5 審判の係属中、当事者又は参加人のいずれにも該当しない利害関係人の特許庁長官に対する申立てにより、証拠保全をすることができる。
答え×
理由:「当事者又は参加人のいずれにも該当しない利害関係人の」申立では証拠保全はできないため(∵150条2項)
まとめ(R05短答・特実4)
【特許・実用新案】4
特許無効審判における審理に関し、次のうち、正しいものは、どれか。
1 証拠調べに際し、審判官は、当事者に対して文書の提出を命ずることができ、当事者が文書提出命令に従わないときは、当該文書の記載に関する相手方の主張を真実と認めることができる。

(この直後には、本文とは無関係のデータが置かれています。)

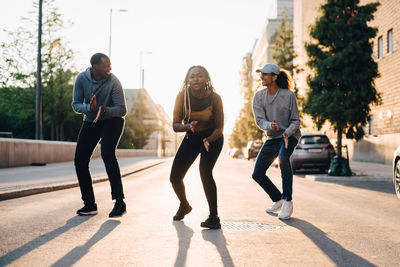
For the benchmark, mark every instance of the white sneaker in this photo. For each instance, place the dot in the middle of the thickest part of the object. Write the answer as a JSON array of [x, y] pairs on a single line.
[[286, 211], [275, 206]]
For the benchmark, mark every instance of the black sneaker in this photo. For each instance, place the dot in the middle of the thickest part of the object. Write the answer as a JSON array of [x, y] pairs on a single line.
[[118, 210], [212, 223], [182, 211], [87, 210]]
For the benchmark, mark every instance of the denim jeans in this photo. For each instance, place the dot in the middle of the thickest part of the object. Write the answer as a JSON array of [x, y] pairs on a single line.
[[109, 131], [271, 149]]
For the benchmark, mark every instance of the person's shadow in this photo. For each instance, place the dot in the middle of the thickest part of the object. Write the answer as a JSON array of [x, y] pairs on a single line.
[[78, 252], [337, 253], [41, 240], [185, 234], [218, 239]]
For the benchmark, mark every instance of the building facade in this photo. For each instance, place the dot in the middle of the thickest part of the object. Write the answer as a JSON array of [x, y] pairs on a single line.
[[164, 140], [262, 52], [383, 131]]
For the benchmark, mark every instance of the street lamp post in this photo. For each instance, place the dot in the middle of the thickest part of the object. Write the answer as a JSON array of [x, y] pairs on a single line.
[[141, 67], [109, 41], [38, 115]]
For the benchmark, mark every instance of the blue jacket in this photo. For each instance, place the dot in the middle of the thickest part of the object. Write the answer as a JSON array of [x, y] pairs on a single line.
[[109, 93]]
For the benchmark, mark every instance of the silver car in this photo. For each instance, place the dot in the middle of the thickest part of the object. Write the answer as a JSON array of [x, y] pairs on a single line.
[[396, 171], [314, 151]]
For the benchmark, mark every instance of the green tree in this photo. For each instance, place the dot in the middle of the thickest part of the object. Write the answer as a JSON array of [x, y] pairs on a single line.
[[342, 85], [139, 124], [282, 45], [18, 78]]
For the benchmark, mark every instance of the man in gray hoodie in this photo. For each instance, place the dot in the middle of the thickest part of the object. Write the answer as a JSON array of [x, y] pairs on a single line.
[[98, 95]]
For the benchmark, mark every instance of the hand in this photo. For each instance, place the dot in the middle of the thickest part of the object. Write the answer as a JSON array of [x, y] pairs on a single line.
[[193, 125], [274, 126], [93, 102], [101, 111], [286, 139], [206, 144]]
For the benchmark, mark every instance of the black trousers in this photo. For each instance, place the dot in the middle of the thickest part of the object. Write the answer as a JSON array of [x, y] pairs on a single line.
[[109, 131], [191, 146]]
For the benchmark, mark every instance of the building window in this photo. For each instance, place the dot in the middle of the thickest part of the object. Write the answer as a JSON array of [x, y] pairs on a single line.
[[371, 125], [390, 41], [380, 46]]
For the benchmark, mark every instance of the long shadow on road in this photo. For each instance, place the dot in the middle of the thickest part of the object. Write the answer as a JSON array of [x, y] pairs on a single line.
[[338, 254], [78, 252], [41, 240], [185, 234], [218, 239]]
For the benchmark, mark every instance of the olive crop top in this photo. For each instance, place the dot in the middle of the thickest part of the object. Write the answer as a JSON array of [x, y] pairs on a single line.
[[207, 111]]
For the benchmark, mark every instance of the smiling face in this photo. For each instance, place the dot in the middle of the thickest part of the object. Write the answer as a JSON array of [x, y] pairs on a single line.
[[103, 68], [197, 79], [268, 79]]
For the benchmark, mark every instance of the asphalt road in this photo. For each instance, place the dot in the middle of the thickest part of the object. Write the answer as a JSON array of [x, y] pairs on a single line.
[[347, 224]]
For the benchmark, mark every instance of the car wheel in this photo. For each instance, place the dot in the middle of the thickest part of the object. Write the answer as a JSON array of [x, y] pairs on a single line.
[[397, 179]]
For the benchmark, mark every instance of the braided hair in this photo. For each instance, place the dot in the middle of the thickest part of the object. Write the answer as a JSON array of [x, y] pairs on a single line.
[[186, 90]]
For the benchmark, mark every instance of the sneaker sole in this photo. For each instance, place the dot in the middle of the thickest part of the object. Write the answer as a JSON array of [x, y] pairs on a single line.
[[271, 211], [211, 227], [287, 217], [176, 218], [87, 213], [119, 215]]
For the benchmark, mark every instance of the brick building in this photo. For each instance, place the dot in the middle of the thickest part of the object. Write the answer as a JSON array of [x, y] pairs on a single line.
[[383, 130]]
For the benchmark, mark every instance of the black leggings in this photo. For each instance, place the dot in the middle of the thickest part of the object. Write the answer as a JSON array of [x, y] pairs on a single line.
[[190, 148], [109, 131]]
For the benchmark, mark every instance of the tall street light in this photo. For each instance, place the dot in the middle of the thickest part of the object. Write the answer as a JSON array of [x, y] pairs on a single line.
[[109, 43], [38, 115], [141, 67]]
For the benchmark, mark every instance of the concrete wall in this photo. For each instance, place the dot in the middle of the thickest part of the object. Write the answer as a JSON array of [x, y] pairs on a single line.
[[20, 152]]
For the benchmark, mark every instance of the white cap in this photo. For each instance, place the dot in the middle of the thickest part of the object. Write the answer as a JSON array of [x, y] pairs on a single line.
[[270, 68]]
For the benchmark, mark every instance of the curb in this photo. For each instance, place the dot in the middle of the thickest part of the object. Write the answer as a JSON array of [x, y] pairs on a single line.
[[355, 178], [55, 187]]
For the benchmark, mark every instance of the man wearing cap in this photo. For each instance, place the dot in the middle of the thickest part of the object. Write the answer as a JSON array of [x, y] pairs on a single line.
[[276, 113]]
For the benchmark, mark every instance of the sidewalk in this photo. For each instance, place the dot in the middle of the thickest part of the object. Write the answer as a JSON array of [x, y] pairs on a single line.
[[362, 172], [28, 180]]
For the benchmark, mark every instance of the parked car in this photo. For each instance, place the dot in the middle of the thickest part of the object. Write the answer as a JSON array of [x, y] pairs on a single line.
[[314, 151], [252, 148], [396, 171]]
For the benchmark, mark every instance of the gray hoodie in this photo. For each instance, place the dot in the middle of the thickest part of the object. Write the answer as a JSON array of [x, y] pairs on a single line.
[[109, 93], [281, 107]]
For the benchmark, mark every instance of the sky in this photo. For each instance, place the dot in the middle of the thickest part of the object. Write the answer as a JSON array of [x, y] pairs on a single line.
[[163, 37]]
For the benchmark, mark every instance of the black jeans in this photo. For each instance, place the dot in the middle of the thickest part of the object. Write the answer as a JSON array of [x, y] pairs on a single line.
[[191, 146], [109, 131], [271, 149]]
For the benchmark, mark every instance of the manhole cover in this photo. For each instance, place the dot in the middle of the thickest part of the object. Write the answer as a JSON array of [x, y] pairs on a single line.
[[250, 226]]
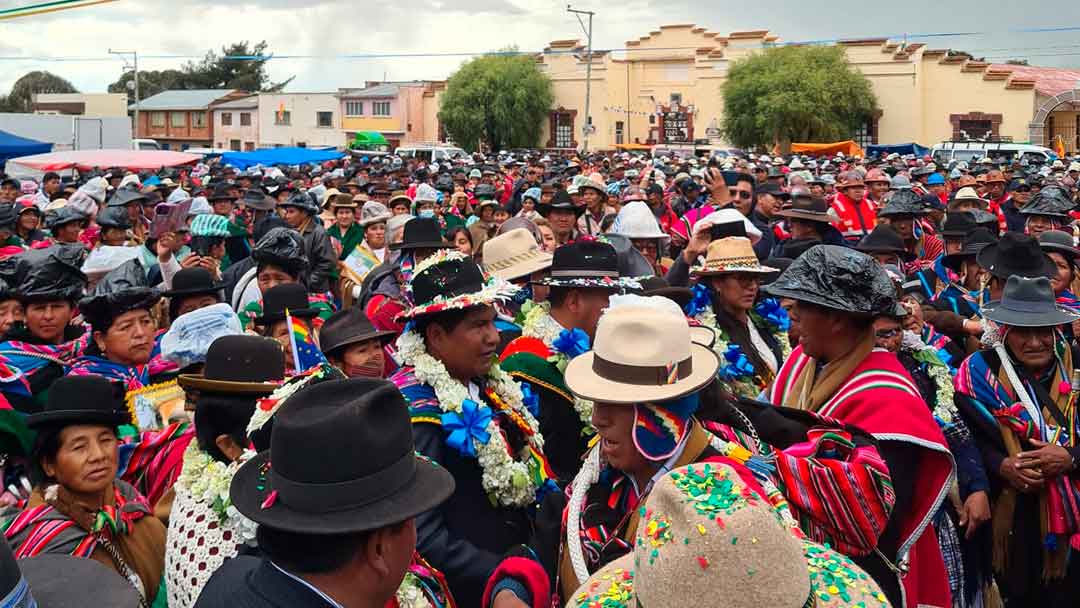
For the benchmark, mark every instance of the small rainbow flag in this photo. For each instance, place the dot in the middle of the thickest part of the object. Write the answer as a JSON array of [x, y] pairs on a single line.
[[306, 353]]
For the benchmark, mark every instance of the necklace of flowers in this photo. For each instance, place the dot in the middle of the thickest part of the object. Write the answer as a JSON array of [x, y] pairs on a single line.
[[475, 432], [207, 481], [538, 323]]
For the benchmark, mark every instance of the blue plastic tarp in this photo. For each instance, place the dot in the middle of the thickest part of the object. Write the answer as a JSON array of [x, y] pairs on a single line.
[[13, 146], [271, 157], [880, 150]]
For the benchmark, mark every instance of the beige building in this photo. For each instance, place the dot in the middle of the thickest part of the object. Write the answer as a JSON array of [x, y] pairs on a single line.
[[666, 89]]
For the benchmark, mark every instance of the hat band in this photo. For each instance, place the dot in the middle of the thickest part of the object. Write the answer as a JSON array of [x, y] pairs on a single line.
[[328, 498], [643, 375]]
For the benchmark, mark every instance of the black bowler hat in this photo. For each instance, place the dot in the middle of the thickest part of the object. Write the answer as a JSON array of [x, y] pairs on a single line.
[[350, 326], [1016, 254], [342, 461], [82, 400], [248, 365], [885, 240], [1028, 302], [421, 233], [292, 296]]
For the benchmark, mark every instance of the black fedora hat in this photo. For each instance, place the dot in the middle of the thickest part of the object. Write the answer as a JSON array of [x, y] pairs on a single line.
[[972, 244], [421, 233], [342, 461], [561, 200], [1016, 254], [1028, 302], [192, 282], [82, 400], [885, 240], [292, 296], [250, 365], [585, 264], [350, 326]]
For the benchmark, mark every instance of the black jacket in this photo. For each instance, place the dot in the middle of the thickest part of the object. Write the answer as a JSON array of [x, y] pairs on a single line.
[[248, 582]]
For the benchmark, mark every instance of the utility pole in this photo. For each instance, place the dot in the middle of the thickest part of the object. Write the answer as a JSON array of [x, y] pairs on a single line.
[[135, 70], [589, 69]]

2 証拠調べは、双方の当事者が口頭審理の期日に出頭せず、出頭したものともみなされない場合には、することができない
3 被請求人側から答弁書の提出がなされず、口頭審理の期日にも出頭がなく、出頭したものともみなされなかった場合には、請求人の主張する無効理由の存在を被請求人側が認めたものとみなされる。
4 顕著な事実については証明が不要であるから、審判官は証拠調べをすることなく当該事実を基礎とする審決をすることができる
5 審判の係属中、当事者又は参加人のいずれにも該当しない利害関係人の特許庁長官に対する申立てにより、証拠保全をすることができる。